Saturday, December 5, 2009

On the Elite Track

Today, my anthro prof made the startling announcement that we, by virtue of being students at St. Olaf, are on the elite track. As in, we will one day be those 'elites' one reads/hears about in social science, the people who generally control everything that happens in the country (and since this is the US, what we do one day affects the world, provided the US doesn't completely collapse and the world becomes destabilized).

This is so cool!

I mean, I guess he's right. We're upper middle class, Nordic (aka white), Lutherans (or at least that's the image of the college, and since we are Oles, we are the college). This gives us immediate advantage here in the US. We're college educated. Another advantage. We have liberal arts degrees from a prestigious private college, so we're (in theory) well-rounded and extremely hire-able (unless we want to work as a plumber or electrician or masseuse). We have learned all of our civic skills necessary to participate in the public/political spheres.

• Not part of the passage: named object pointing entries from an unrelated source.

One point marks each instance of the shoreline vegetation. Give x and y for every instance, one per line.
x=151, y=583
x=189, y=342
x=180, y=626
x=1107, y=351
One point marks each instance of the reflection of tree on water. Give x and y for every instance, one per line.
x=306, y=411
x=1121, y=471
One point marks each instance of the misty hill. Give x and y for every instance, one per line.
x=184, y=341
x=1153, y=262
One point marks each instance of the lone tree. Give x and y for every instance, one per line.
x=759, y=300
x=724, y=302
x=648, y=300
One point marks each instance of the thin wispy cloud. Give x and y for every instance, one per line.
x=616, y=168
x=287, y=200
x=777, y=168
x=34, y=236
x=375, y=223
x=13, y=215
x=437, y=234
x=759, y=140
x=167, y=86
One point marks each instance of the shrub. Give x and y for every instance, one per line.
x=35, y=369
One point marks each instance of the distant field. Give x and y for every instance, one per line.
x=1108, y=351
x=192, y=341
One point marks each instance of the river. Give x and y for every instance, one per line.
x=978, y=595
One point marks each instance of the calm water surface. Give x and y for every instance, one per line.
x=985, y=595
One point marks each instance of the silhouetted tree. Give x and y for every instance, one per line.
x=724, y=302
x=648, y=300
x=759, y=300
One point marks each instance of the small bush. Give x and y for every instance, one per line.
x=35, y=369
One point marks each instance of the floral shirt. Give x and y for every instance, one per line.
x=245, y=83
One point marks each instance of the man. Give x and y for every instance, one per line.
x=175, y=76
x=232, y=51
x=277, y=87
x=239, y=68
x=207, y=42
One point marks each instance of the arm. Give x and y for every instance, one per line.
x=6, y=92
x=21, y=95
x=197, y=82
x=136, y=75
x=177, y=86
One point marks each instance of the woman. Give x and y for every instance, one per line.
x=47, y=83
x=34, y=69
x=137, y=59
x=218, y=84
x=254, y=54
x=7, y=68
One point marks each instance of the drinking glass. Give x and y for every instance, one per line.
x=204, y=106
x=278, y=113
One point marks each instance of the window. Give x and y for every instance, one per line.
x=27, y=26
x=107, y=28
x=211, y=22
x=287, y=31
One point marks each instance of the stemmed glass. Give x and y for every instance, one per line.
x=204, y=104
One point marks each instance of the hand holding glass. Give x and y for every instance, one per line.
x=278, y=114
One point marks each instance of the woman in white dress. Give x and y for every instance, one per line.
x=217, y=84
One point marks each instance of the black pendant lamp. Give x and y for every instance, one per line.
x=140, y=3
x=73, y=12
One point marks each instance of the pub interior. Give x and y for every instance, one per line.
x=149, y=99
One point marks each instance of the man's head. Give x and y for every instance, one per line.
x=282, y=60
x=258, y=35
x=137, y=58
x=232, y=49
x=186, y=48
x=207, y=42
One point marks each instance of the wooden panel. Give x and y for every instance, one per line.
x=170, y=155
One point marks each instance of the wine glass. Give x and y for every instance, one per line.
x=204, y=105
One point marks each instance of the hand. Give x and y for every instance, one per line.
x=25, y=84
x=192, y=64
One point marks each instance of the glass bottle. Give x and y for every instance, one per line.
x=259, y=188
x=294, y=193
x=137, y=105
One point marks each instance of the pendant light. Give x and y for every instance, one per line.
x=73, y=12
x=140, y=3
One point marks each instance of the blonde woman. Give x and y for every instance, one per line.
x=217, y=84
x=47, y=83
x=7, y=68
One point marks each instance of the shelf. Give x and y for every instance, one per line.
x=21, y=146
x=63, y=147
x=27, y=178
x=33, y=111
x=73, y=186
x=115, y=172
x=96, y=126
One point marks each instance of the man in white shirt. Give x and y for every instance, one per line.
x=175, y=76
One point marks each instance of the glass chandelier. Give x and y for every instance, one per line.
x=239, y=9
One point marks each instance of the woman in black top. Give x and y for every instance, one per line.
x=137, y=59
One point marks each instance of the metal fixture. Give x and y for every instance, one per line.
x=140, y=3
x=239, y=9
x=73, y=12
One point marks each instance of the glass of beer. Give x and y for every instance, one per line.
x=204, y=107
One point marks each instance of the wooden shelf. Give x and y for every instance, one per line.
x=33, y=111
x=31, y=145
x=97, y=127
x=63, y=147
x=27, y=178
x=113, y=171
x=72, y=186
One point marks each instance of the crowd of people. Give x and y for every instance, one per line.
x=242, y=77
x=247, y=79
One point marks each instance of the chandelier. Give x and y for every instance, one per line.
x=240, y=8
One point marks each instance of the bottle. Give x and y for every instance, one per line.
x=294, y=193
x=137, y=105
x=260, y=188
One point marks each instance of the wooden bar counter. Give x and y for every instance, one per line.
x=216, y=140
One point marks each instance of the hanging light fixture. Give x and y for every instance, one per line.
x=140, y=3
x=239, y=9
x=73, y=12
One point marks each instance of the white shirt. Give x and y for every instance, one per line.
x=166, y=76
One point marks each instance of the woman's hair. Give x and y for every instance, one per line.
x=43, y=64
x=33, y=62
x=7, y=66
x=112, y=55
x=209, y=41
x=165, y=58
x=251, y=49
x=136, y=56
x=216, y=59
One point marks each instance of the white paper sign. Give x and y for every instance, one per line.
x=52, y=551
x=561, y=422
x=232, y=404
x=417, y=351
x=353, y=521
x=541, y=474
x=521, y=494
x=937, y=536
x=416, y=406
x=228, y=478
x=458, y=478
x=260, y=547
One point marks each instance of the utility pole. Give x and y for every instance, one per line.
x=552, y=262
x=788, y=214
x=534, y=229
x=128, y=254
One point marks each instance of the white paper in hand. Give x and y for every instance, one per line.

This is doing nothing to deflate my growing ego. I have had the biggest head lately. I am, on one hand, completely annoyed with myself. It's irritating to be around people who think they're the greatest, and to have to put up with me all the time is really annoying.

On the other hand, I deserve to have an ego. I work my ass off. I do good work. I am ambitious, driven and realistic. Why can't I stoke my own ego?

Ah well. I'll see what happens. At least I know my limitations, so I'm not deluding myself.

I love stress. As the stress level rises, so does my confidence. I'm glad this happens. I'm not sure where it comes from, but it's a good combination to have.

Maybe my ego is swollen because it's nearing finals.